Dr. Joseph Koen is one of two doctors at DePaul — along with Dr. David Waters — trained on the BrightMatter system. Koen’s first case using the equipment, on a woman with a brain tumor, was successful.
“It went very, very nicely,” Koen says, with the patient recovering well.
The BrightMatter technology assists surgeons in a few different ways. First, it uses a specialized MRI scan to map the brain’s sensitive white matter tracts. The approach gives surgeons a dynamic 3D visualization of the brain that allows for less-invasive surgery and safer surgical routes. By allowing the surgeon to devise a precise surgical plan, the surgery can start “in a more focused way,” Koen says. It may also allow surgery in cases previously deemed inoperable.

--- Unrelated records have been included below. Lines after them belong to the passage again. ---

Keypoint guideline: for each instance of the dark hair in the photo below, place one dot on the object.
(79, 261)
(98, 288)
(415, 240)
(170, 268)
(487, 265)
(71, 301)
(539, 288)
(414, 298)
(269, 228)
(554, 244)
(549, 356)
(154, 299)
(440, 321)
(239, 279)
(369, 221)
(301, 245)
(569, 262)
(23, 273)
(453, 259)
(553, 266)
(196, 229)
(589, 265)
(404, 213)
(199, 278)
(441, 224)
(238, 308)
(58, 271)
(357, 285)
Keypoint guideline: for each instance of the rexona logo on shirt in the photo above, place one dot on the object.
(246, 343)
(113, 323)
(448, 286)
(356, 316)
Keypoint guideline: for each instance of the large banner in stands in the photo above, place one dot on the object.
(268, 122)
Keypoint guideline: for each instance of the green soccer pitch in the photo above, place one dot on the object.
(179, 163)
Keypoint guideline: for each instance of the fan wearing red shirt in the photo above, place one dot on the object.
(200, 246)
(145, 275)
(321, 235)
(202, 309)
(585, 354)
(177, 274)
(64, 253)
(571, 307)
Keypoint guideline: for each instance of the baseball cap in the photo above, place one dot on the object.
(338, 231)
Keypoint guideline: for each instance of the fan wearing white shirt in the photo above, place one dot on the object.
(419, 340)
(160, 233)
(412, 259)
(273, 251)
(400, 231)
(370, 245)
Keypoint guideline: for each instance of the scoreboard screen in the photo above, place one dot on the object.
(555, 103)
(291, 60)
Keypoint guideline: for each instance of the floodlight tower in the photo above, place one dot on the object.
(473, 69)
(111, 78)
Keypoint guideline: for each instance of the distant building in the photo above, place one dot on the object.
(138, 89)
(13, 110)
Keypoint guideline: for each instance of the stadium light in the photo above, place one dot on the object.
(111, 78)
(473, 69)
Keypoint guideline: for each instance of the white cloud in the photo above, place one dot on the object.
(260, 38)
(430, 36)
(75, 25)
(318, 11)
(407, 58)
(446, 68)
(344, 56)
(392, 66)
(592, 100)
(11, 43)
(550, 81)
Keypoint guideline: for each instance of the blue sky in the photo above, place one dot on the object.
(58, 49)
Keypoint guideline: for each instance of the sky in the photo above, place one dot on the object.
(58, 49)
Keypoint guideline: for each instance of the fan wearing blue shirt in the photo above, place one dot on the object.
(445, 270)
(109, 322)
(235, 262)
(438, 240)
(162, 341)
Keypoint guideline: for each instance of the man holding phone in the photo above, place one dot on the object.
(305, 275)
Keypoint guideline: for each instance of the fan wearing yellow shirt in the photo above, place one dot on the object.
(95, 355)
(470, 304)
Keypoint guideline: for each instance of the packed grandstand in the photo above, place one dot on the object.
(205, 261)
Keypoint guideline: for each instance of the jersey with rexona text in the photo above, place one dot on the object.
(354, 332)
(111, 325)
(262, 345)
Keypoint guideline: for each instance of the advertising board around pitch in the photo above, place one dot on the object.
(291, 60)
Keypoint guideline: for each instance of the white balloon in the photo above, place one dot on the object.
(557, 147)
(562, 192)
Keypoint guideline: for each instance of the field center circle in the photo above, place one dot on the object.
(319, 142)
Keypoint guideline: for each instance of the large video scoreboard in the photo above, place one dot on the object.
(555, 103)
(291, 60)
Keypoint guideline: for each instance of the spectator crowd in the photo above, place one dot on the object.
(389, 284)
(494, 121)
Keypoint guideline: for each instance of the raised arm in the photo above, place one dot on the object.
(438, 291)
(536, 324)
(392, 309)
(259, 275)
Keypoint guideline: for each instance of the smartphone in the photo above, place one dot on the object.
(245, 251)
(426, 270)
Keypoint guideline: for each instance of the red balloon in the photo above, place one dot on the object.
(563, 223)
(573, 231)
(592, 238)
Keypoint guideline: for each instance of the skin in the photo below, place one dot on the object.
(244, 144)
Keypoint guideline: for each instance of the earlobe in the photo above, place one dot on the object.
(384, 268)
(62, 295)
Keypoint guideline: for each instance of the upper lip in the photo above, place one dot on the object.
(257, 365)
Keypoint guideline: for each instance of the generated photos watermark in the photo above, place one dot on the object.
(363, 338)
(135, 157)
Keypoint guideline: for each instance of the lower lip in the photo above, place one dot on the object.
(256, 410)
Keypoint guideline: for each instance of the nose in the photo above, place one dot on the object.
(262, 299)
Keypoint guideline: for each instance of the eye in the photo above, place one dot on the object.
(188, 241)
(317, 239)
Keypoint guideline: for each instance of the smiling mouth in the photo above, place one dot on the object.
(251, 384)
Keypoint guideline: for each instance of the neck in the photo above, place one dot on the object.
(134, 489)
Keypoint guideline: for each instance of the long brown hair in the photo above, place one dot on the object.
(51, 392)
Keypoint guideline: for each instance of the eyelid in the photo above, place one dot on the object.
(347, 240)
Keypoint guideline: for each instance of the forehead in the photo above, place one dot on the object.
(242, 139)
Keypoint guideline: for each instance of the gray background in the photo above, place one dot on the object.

During surgery, the 3D image of the brain is projected on a computer monitor, where it highlights all the fibers in the brain— the tracts that connect the parts of the brain — in different vivid colors. “It allows us to peer inside the brain in the way we never have before,” Koen says. Lesions, or tumors, can be spotted because they push the tracts out of normal position.
Meanwhile, the surgeon uses a specialized instrument — either a probe or an instrument that provides suction — that connects to a surgical robotic arm, called the Modus V. The robotic arm has a high-powered digital microscope that allows the surgeon to see the surgical field in real-time, magnified 12½ times on a 55-inch television screen near the operating table. As the surgeon works inside the brain, the camera automatically aligns to the instrument, keeping the field always in focus.
“This can get into those tough angles for them,” says Gianna Lenzo, a clinical applications specialist for Synaptive Medical. Normally, a surgeon would have to keep checking on the surgical field through a microscope with oculars. “This allows more freedom of movement, and I don’t have to take my hands out of the field,” Koen says. The whole process cuts down on operating time.
The BrightMatter system can be used on many types of brain surgeries, including tumors, hemorrhages, vascular malformities and cysts.
In the future, it may be able to be used on aneurisms, Koen says. It can also be used for spine surgery — Koen’s second patient at DePaul using BrightMatter was a man needing back surgery.
There are about 30 medical institutions using the BrightMatter technology and the Modus V robotic arm.
“This equipment is incredible,” says Paul Gaden, chief executive officer at DePaul, where the Bon Secours Neuroscience Institute is located. “We’re always looking for technologies that improve the lives of our community members.”